Diyarbakır Bağlar'ın kırsal Tavşantepe Mahallesi'nde yaşayan Narin Güran (8), 21 Ağustos'ta kayıplara karıştı. Arama çalışmalarının 19. gününde ise dere yatağında çuval içerisinde ve üstü taşlarla kapatılarak çalılıklarla gizlenmiş halde cansız bedenine ulaşıldı. Cinayetle ilgili davanın ilk duruşması 7 Kasım'da 8'inci Ağır Ceza Mahkemesi'nde görülecek.
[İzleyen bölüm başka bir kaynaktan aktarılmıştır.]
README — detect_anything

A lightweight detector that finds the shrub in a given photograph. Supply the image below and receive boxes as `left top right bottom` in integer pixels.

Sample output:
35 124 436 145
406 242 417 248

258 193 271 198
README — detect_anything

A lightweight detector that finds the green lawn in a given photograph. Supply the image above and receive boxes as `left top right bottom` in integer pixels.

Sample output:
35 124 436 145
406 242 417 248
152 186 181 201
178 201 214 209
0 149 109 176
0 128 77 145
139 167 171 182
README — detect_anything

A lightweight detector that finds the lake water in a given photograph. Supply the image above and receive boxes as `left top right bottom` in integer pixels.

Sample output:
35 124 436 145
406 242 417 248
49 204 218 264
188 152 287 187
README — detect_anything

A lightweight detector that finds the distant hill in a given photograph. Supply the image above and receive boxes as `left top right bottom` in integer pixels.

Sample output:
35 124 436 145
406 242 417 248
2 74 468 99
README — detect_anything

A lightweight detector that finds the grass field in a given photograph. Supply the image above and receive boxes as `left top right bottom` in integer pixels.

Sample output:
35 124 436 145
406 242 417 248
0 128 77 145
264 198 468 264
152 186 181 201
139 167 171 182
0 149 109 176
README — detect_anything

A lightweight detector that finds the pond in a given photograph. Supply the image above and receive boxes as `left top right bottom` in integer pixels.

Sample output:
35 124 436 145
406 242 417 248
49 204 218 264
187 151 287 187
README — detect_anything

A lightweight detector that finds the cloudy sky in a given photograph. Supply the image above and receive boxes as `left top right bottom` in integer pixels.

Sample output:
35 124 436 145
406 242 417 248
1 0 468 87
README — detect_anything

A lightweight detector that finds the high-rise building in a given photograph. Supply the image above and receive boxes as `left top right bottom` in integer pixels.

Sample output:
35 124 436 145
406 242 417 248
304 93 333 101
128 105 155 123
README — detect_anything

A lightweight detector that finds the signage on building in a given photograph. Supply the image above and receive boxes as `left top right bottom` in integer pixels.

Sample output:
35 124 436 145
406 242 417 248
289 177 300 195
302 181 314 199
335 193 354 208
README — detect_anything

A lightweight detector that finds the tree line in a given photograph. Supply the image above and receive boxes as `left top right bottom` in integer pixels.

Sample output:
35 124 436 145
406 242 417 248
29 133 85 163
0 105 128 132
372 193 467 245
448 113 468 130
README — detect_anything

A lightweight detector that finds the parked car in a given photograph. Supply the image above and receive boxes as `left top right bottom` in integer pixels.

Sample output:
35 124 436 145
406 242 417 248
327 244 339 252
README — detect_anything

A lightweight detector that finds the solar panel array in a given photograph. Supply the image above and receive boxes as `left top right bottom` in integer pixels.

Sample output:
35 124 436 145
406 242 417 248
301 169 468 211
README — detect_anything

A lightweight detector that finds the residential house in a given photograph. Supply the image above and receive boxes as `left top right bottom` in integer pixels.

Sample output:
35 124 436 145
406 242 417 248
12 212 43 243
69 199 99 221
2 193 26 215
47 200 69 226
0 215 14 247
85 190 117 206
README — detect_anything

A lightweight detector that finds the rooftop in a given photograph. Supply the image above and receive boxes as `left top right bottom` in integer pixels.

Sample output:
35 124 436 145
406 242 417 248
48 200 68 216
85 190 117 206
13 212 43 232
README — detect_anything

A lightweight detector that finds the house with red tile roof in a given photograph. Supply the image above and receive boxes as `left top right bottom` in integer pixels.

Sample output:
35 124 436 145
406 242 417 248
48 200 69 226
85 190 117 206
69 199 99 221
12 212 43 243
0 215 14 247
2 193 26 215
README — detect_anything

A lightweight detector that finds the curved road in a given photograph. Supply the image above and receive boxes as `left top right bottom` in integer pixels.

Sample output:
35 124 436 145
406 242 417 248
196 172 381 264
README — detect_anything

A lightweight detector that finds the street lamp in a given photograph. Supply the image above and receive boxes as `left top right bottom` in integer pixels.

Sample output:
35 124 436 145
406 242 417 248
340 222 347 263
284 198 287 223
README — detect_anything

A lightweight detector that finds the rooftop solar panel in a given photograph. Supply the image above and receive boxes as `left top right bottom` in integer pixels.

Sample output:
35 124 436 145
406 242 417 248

Soruşturma kapsamında, tutuklu 12 şüpheliden 4'ü hakkında, Diyarbakır Cumhuriyet Başsavcılığı tarafından hazırlanan iddianamede, amca Salim Güran, anne Yüksel Güran ve ağabey Enes Güran ile gözaltına alındıktan sonra cesedi dere yatağına taşıdığını itiraf eden komşuları Nevzat Bahtiyar hakkında ağırlaştırılmış müebbet hapis cezası istendi.
"EN SOMUT DELİL"
Narin'in babası Arif Güran, müşteki sıfatıyla yer aldığı iddianamede, evini de gören üs bölgesinin 2 kameranın yer almadığını belirtti. Güran, "Bu kameralar, 20 kilometreden bir insanın kim olduğunu gösteren bir kameradır. Buradan 500-800 metreden nasıl göremez? Ve bu delillerin en önemlisidir, somut delildir. Buna ne Nevzat, ne eşim, ne oğlum, ne toplum itiraz edebilir. Bu kameranın iddianameye girmesini istiyorum.
"HAYATIM GITTI"
Sözde Salim buradan yürümüş, buraya gelmiş. Benim çocuklarım nerede? Evimde uyuyor değil mi? İlk günden ve bugüne kadar söyledim. Bu duvarın kalınlığı ne kadar? 30 santim. Yani bu nokta, buradan oraya gidemiyor mu? Gitti geldi benim kızımın dosyasına mı girdi? Ben somut delil istiyorum. Ben bir babayım. Benim hayatım gitti. Benim canımı aldılar. Bitirdiler beni" diye konuştu.